Reason #3: We don’t want to settle for random, disconnected activities rather than intentional and purposeful growth experiences.

Most churches are content to provide their people with biblical substance. The problem is not that the content in itself is bad, but that the content is not provided in a purposeful, systematic manner. Ultimately, believers become well-versed in knowing characters, stories, ideas and verses from the Bible, but remain clueless as to the importance of each.

Think of the way we teach people about life in Jesus as a massive game of “Connect the Dots.”

The problem is, in our version of the game, we do not put the numbers next to the dots, rendering players incapable of connecting the dots in the fashion intended. All of the dots are provided and are pictured in exactly the right place, but without a sense of direction or the big picture, failure is inevitable.

Few churches intentionally guide their people through a strategic learning and developmental process that has been customized for the student. We push everyone through the same generic journey, expecting everyone to “get it” at the same time and in the same way, simultaneously developing mature believers. It doesn’t work that way. Until we assume a more strategic approach to delivering insights and outcomes within a viable mental and experiential framework, we will continue to be frustrated by the results of our well-intended but poorly conceptualized efforts to grow disciples. This is precisely why we have taken the time to define our understanding of biblical measures of life in Jesus. We call them lifeMarks.


Our lifeMarks are expressed in a four-by-four framework. We have four major lifeMarks, each consisting of four foundational areas. Those foundational areas have personal reflection questions. We hope you will use these questions to assess your own spiritual growth.

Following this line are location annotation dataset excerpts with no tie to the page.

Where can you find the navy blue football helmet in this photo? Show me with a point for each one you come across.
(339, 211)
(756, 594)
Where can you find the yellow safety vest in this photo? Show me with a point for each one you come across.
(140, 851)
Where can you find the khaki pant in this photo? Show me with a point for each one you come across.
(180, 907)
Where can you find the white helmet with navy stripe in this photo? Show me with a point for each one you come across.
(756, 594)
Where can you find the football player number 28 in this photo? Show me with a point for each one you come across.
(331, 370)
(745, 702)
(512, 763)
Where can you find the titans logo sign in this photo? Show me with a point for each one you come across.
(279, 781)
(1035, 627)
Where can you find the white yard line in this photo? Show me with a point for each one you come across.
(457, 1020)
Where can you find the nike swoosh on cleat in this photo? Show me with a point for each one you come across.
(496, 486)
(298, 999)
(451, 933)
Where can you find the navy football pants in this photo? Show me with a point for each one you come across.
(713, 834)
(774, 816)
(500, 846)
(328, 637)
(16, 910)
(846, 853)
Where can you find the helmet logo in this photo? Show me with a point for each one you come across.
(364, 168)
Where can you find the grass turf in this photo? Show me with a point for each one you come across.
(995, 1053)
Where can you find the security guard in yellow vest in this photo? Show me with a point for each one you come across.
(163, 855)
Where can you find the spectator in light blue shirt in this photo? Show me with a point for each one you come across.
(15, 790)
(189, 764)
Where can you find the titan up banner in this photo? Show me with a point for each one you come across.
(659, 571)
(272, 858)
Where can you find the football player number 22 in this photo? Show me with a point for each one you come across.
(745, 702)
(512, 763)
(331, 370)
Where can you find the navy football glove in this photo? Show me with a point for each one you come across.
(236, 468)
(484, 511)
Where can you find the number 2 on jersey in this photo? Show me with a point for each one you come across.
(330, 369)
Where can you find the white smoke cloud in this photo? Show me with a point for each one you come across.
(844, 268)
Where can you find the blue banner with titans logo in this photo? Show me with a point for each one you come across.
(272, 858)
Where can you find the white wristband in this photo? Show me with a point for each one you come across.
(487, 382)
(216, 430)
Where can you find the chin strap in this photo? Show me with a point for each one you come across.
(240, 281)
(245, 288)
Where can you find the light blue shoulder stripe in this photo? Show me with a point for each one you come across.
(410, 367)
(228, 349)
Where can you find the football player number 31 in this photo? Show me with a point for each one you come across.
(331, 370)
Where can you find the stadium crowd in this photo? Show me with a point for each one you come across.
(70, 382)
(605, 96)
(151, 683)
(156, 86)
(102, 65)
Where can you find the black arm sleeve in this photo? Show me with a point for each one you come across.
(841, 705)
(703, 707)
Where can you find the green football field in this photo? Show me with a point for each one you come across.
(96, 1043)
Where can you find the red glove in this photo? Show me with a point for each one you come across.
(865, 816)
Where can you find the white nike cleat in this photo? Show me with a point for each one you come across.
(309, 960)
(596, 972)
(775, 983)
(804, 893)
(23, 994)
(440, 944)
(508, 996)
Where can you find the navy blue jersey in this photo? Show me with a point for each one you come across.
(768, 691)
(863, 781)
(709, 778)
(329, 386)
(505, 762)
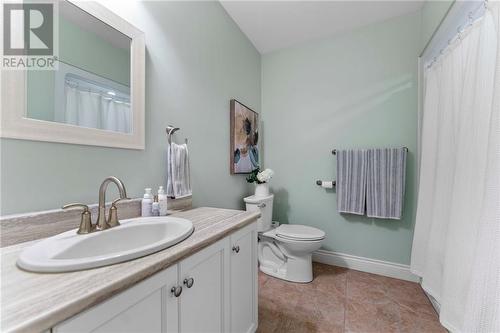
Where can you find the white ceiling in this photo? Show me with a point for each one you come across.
(272, 25)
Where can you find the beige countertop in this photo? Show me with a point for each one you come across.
(36, 301)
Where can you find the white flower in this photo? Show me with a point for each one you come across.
(265, 176)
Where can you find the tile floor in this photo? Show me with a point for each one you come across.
(343, 300)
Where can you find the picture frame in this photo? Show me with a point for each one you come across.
(244, 138)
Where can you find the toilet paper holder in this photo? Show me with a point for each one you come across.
(320, 182)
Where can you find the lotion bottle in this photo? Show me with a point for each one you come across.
(162, 200)
(156, 207)
(147, 203)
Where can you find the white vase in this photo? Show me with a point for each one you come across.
(262, 190)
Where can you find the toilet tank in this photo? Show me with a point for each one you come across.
(265, 205)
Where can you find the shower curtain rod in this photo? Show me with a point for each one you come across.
(334, 152)
(459, 30)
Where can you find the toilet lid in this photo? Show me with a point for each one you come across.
(299, 232)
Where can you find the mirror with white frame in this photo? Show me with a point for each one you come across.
(95, 94)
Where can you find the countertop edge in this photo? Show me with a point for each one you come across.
(68, 310)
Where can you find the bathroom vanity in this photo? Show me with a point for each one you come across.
(206, 283)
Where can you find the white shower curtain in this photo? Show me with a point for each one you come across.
(456, 245)
(95, 110)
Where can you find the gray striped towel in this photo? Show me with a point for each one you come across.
(386, 183)
(351, 181)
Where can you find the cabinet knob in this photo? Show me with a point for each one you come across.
(176, 291)
(188, 282)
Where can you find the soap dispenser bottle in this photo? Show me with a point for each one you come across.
(147, 203)
(162, 201)
(156, 207)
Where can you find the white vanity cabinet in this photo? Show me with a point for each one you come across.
(219, 294)
(243, 281)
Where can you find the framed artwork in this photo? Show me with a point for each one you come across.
(244, 138)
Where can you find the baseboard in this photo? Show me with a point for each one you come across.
(380, 267)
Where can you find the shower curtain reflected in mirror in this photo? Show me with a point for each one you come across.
(96, 110)
(456, 245)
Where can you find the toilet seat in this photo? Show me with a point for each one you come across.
(297, 232)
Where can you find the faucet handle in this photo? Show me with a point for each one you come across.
(86, 219)
(113, 213)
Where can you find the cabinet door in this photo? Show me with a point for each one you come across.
(244, 307)
(141, 308)
(203, 305)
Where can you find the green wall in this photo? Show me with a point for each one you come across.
(356, 89)
(85, 50)
(197, 59)
(432, 14)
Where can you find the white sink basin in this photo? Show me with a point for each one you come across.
(134, 238)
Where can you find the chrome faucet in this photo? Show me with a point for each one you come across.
(102, 224)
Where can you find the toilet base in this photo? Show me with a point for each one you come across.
(294, 269)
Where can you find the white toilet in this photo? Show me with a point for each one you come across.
(284, 252)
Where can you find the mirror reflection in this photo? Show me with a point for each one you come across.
(91, 87)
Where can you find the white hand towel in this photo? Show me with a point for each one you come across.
(178, 177)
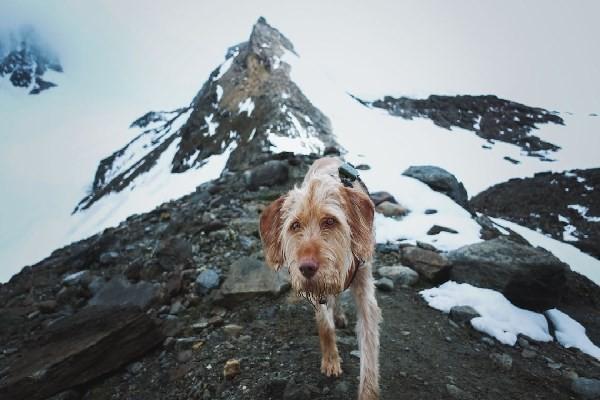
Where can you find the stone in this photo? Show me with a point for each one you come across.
(400, 274)
(108, 257)
(528, 277)
(79, 349)
(379, 197)
(78, 278)
(272, 172)
(430, 265)
(119, 292)
(586, 388)
(232, 330)
(503, 360)
(463, 314)
(207, 280)
(437, 229)
(391, 210)
(440, 180)
(249, 277)
(231, 369)
(385, 284)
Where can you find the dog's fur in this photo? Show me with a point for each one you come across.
(329, 227)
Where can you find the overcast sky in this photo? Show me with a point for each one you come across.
(124, 58)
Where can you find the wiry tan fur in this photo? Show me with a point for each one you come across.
(297, 227)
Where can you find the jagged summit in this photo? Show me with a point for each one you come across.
(248, 108)
(24, 61)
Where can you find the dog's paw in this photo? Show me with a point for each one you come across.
(331, 366)
(340, 320)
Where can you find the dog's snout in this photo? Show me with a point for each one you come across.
(308, 268)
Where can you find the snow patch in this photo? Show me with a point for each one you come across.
(499, 317)
(571, 333)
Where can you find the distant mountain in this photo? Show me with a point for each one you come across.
(25, 61)
(248, 107)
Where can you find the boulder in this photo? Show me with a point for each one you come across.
(400, 274)
(529, 277)
(440, 180)
(249, 277)
(79, 349)
(273, 172)
(430, 265)
(119, 292)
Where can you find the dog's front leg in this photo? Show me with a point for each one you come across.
(367, 330)
(330, 361)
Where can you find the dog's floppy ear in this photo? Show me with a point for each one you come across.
(270, 233)
(360, 212)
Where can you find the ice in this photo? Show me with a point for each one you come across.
(499, 318)
(571, 333)
(578, 261)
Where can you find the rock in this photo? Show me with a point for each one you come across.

I use these questions throughout the year to help me discover where I sense God is leading me to grow. For example, I am the missional heartbeat of God: Teach led me to commit to a 1:1 discipling relationship with two brothers in Christ this year. We are helping each other live life in Jesus!

I AM Sustained by the Word.

I AM Dependent on Christ.

I AM a Visible Reflection of Jesus.

I AM the Missional Heartbeat of God.

(Check them out at:

Here are just a few blessings of identifying and defining lifeMarks. They can...

Help you be more intentional.

Help you identify the next step in your growth.

Provide a clear description of the Christian life.

My hope is that you could articulate these lifeMarks when you are trying to describe the Christian life to a friend who is curious about Jesus. Perhaps you can detail a time when you lived out one of these 16 marks and were blessed as a result. And, maybe, when you are looking for ways to help a friend learn how to follow Jesus you could pull one of these 16 marks and see where your friend might want to grow and join her in that exciting journey.